LOS ANGELES -- The Dodgers will wake up Wednesday morning to one of the commonplace nuisances of a baseball season.

After playing for nearly 3½ hours Tuesday night -- probably not getting into their beds until well after midnight -- they have to be on the field and alert by 12:10 p.m. for the rare midweek day game at Dodger Stadium.

Just in the previous week, the Dodgers had start times of 9:40 a.m., 1 p.m., 5 p.m. and 7 p.m. -- all Pacific Time -- though they’ve flown through three time zones. Think that can’t throw off your equilibrium just a tad?

Andre Ethier
Andre Ethier and the sluggish offense have drummed up just 13 runs in the past five games.
Not that any of that is to make an excuse for this little patch of turbulence -- three losses in their past four games -- but it might not entirely be a coincidence. The Dodgers weren’t going to play .800 baseball for the rest of this season, it seems fair to surmise, so now we get to see how the highest-flying team in baseball handles the dog days.

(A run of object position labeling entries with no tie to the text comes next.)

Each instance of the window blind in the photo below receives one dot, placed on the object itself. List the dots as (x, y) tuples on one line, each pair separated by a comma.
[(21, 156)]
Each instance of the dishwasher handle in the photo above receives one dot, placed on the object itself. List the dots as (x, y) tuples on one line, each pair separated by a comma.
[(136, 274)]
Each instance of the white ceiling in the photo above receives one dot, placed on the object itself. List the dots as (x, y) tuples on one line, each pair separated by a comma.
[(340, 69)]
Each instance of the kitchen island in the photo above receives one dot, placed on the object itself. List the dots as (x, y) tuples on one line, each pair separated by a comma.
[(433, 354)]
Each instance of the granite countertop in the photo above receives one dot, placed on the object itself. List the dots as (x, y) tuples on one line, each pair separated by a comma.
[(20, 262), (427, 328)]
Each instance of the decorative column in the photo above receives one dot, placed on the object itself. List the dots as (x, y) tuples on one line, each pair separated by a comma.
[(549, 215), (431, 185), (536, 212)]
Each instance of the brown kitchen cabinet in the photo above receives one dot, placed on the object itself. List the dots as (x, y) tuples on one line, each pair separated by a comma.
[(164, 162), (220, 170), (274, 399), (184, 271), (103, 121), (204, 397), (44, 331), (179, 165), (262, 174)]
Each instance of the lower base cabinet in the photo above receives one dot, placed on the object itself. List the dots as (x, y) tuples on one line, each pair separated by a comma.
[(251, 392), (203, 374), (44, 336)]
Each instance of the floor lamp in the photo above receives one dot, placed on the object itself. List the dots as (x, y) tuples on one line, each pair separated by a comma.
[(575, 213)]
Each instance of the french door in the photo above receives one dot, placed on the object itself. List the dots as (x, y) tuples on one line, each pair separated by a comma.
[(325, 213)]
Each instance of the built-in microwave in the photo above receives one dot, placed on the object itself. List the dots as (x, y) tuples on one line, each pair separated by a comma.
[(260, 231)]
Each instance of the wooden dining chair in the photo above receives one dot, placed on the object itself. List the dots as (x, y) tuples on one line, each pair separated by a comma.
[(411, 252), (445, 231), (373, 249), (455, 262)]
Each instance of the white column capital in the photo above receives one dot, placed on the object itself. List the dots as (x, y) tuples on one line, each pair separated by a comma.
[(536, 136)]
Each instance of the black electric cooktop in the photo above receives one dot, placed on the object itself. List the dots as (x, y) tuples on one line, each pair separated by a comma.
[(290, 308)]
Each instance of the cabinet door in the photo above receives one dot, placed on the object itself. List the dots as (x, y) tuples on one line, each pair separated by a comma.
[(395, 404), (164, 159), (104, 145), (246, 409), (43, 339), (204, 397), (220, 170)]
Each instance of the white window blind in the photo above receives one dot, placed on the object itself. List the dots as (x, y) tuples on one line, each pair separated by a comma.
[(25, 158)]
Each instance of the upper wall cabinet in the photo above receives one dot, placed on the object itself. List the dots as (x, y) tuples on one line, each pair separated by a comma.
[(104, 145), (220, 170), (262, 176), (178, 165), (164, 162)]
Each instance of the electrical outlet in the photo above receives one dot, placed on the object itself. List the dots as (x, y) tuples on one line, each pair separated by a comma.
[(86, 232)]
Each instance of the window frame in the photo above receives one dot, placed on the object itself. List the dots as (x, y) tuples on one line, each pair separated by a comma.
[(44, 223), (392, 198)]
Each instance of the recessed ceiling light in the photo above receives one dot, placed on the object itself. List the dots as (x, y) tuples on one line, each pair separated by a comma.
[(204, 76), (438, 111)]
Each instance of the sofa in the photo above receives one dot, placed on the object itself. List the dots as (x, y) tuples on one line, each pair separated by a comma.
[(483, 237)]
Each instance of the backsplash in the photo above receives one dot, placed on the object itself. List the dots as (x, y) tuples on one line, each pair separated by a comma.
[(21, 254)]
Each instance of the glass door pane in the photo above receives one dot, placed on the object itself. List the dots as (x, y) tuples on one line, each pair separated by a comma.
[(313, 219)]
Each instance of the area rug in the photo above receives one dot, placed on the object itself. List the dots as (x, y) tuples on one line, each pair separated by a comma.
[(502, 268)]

They’re finally here. The Dodgers have scored 13 runs in their past five games, and even Clayton Kershaw, whose 2013 season has been unrelentingly dominant, looked fatigued at times during Tuesday’s 3-2 loss.

“I think we’ve got some guys that are a little bit tired,” manager Don Mattingly said.

Kershaw (13-8), by the way, isn’t admitting to being tired. Nor did he think the line drive he took off his right shin in the sixth inning will be something that causes him to miss any time.

Then again, he told me he felt great last season the day before it was revealed that he had been battling a painful hip condition, one that would cause him to miss two starts. He’s not one to confess to physical maladies easily. In fact, Mattingly said Kershaw was mad at the “fuss” being made over him when the manager and a trainer came to check on him during that inning.

It’s been a while since the Dodgers had anything to complain about, so now we get to see how they respond to this tiny bit of adversity -- the first in months -- since Mattingly's job status was a daily distraction.

“You probably don’t anticipate us winning 80 percent of our games, but at the same time, you don’t ever think about losing, either,” Kershaw said. “I don’t know if it was bound to happen or not, but we’ve just got to come in tomorrow and win.”

They’d better set their alarm clocks.